Come aprire un negozio online per vendere con l’ecommerce

Di Fabio Rossi | Ecommerce

Dic 27
ecommerce in Italia

Come aprire un negozio online per vendere con l’ecommerce

Il valore dell’ecommerce in Italia

 

Le vendite ecommerce in Italia stanno crescendo la crescita è per l’ennesimo anno di seguito in doppia cifra, quest’anno la crescita è ancora più alta dei due anni precedenti

In un recente convegno, i responsabili del portale del Politecnico di Milano Osservatori

Quest’anno il volume delle vendite ecommerce sfiorerà i 20 miliardi di euro.

Siamo ritornati a percentuali di aumento simili a quelle del 2010, fare ecommerce in Italia è ancora una opportunità molto interessante.

 

Questi sono i dati dell’ecommerce in Italia:

2016 + 18% sull’anno precedente con vendite pari a 19.649 mln di euro

2015 +16% sull’anno precedente con vendite pari a 16.657 mln di euro

2014 + 14% sull’anno precedente con vendite pari a 14.374 mln di euro

 

Ci tengo a farvi osservare che aumentare di anno in anno della stessa percentuale (o anche di più) significa avere una crescita più che lineare perché un 10% all’anno per tre anni porta a un totale di 133 e non 130.

 

Il fatturato ecommerce deriva per il 73% da siti con operatività in Italia (Amazon, ebay sono tra queste perché hanno sedi legali in italia) mentre per il 27% derivano da siti esteri (Easyjet, Aliexpress, Ryanair, ecc.) che vendono in Italia ma non hanno una sede in Italia.

 

Le vendite sui siti e-commerce

Il mercato italiano è composto da 19 milioni di acquirenti (tante sono le persone che hanno acquistato su internet)

Di questi 19 milioni di clienti, quasi 13 milioni sono clienti abituali (con un acquisto medio di 1400 euro all’anno) mentre 6 milioni di clienti sono al momento solo sporadici.

Si considerano abituali i clienti che hanno fatto almeno 2 acquisti nell’anno.

Sul sito e-commerce i pagamenti avvengono per il 65% con carta di credito o papal.

 

Nei quasi 20 miliardi di vendite, oltre 9 miliardi sono il fatturato per la vendita di prodotti mentre oltre 10 miliardi fatturato per la vendita di servizio online

Lo scontrino medio è di 75euro per i prodotti e 250 euro nei servizi

Tutto questo ha prodotto 150 milioni di consegne i 13 milioni di clienti abituali hanno fatto mediamente 11 ordini all’anno

I prodotti guadagnano quote di mercato ora sono il 46% del totale degli acquisti. Nel 2017 i prodotti supereranno i servizi in percentuale di acquisto

Vediamo quali sono le categorie merceologiche che stanno vendendo online

 

La parte del leone lo fa sicuramente il turismo con il 44% del mercato, seguono informatica ed elettronica con il 15% poi

Abbigliamento con il 10% (+27%), Editoria (+16%), Arredamento con 652 milioni (+50%), Food & Grocery con 575 milioni di euro (+30%) divisi in grocery, enogastronomia e ristorazione.

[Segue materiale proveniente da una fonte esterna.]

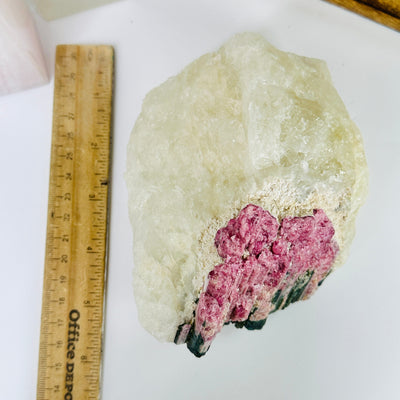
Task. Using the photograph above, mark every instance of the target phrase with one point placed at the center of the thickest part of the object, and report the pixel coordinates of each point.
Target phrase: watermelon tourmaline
(266, 266)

Le altre categorie (tra cui spiccano beauty e giocattoli) fatturano un totale di 2.312 milioni di euro.

Il turismo ha segnato un +10% e copre sia l’acquisto di trasporti e di ospitalità.

Le assicurazioni sono stabili con 1.225 milioni di euro

 

Ma quanto à diffuso l’ecommerce in Italia?

L’ecommerce sta crescendo ed ad oggi copre il 5% del mercato retail. Nello specifico i servizi sono al 9% del fatturato complessivo, mentre i prodotti sono ancora al 3%. Per i prodotti l’arredamento è al 3%, l’abbigliamento è al 5%, l’informatica è al 16%, il turismo avviene online per ben il 29%

E’ una percentuale molto più grande di quella di solo pochi anni fa che non raggiungeva il 2%!

Tuttavia nel frattempo anche gli altri paesi sono andati avanti.

La classifica della % delle vendite ecommerce rispetto al totale del mercato sono queste:

 

Uk 19%

Corea 17%

Usa 15%

Giappone 13%

Germania 12%

Francia 10%

Spagna e Italia 5%

Russia 3%

Brasile 2%

India 2%

 

La cosa interessante è il motivo per cui l’Italia è indietro.

L’Italia è indietro per carenza di offerta

In Gran Bretagna tutti i principali dealer hanno investito in ecommerce ed ora beneficiano dei risultati, che tra l’altro comprendono il fatto che riescono a vendere anche in Italia.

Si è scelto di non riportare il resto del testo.